Frequently Asked Questions

Can I lose My Short Term Health Plan?

Can I lose My Short Term Health Plan?
Until the federal rules change, consumers can only have a short term health insurance plan for 90 days and in a few states it’s even less, but there are a number of events that could cut that coverage down even further.

Short term health insurance provides security during a gap in traditional medical coverage. It serves as a safety net to protect you from the threat of enormous medical bills. Unfortunately, if you lose your temporary coverage, the bottom can drop out of that safety net in an instant.

Don’t get caught in that situation. Before you sign up for a short term insurance plan, educate yourself on the ins and outs of losing temporary health coverage. Armed with knowledge, you can make good choices that reduce the likelihood of having your policy terminated.

Losing a Short Term Health Plan

A temporary health plan can have a duration of up to 90 days, but you’re not guaranteed to retain coverage for that whole time. At any point during the policy’s term, your enrollment could be canceled for one of the following reasons:

  • Failure to pay the initial premium: Your coverage might start the day after you apply for the policy. However, your approval will be contingent on the insurer receiving your first payment within a specified amount of time, such as a 15-day window, for example. If the funds are not received, the company will cancel your policy, and the termination will be retroactive to the first day. That means that any claims you may have made (or that are pending) would be uncovered, leaving you with the full bill.
  • Missed payments: For some short term policies, you may pay the entire cost upfront. Others will require that you send in monthly premium payments. If you miss one, the insurer can cancel your plan.
  • Falsified medical history: Lying on your application for a temporary health plan is extremely risky. Not only is it considered fraud, but it can also cause you to lose your insurance coverage. If the insurer suspects that you’ve been dishonest about pre-existing conditions, it can request your medical records. Online databases provide another source of medical background information for insurance companies to consult. If the research turns up evidence that you supplied false information, the company will rescind your coverage. You may also be required to repay any claims that the insurer paid on your behalf during the term.
  • Other reasons at the insurer’s discretion: Unlike major medical plans that conform to Affordable Care Act regulations, short-term health plans can end at any time. The fine print of your policy will probably specify that the insurer retains the right to terminate the plan at its discretion.

Finding New Coverage

There’s nothing saying that you can’t reapply for short term health insurance if you get dropped from your plan. Insurers ask a series of questions during the application process, but whether you recently lost temporary insurance isn’t usually one of them.

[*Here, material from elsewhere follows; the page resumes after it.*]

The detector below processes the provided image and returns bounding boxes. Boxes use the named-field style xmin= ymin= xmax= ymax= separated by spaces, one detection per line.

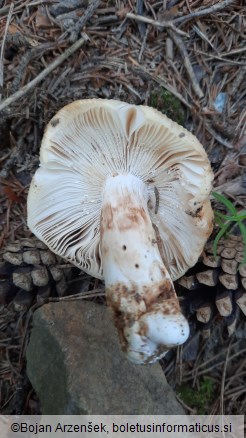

However, short term health plans can turn down your application for any reason. If you have failed to pay premiums to the company in the past, it may not be willing to approve you for coverage again. You could try another insurer, but there’s always a chance that both are owned by the same parent company.

Although regaining temporary health insurance is far from guaranteed, it doesn’t hurt to apply and see what happens. Short-term insurance isn’t subject to open enrollment periods, so you can attempt to get coverage at any time.

Losing Standard ACA Insurance

You have more protections when it comes to getting dropped from an Obamacare plan than you do with short term health insurance. ACA-compliant plans can’t deny you coverage because of your health history. Most important, major medical plans that meet minimum essential coverage requirements can’t reserve the right to cancel your policy at the company’s discretion.

Nevertheless, losing your Obamacare coverage for not paying your premiums is still a very real possibility. If you don’t pay your first premium of the year, your coverage won’t even begin. During the year, failure to pay your monthly fee can result in the plan’s termination. A grace period provides some leniency, but eventually, you will lose coverage unless you catch up on your payments. The termination will be retroactive to the date of your missed payment.

After losing major medical coverage due to non-payment, you can’t reapply until an open enrollment period. The standard open enrollment period begins in November of each year and runs for about six weeks. Unless you qualify for a special enrollment period due to a major life change, late fall is your only opportunity to purchase an individual health plan during the year. This is a distinct difference between ACA-compliant insurance and short term insurance, with which you may be able to get an insurer to approve you at any time.

Terminating Coverage Voluntarily

You aren’t typically locked into a short term health plan. The insurer has the right to cancel your plan, but so do you. A change in circumstances may prompt you to drop your temporary health insurance sooner than you’d originally planned. In that case, you usually have the right to notify your insurer that you want to cancel your plan early. You may be eligible to receive a prorated refund for the remaining days depending on how you set up payments.

One exception involves plans that you have held for fewer than 30 days. This is the minimum time frame for most temporary health insurance plans, so if you cancel on day 25, you won’t receive a refund for days 26 to 30. Some insurance companies do offer a 10-day trial period. If you cancel an unused policy within the trial period, the company may send you a full refund for your premiums.

Providing accurate information on your application and paying your premiums on time are the best ways to ensure that you can keep your short term health insurance policy for its full length or until you choose to cancel it. If you don’t keep your end of the bargain, the insurance company can withdraw your coverage at any time, leaving you susceptible to high medical bills.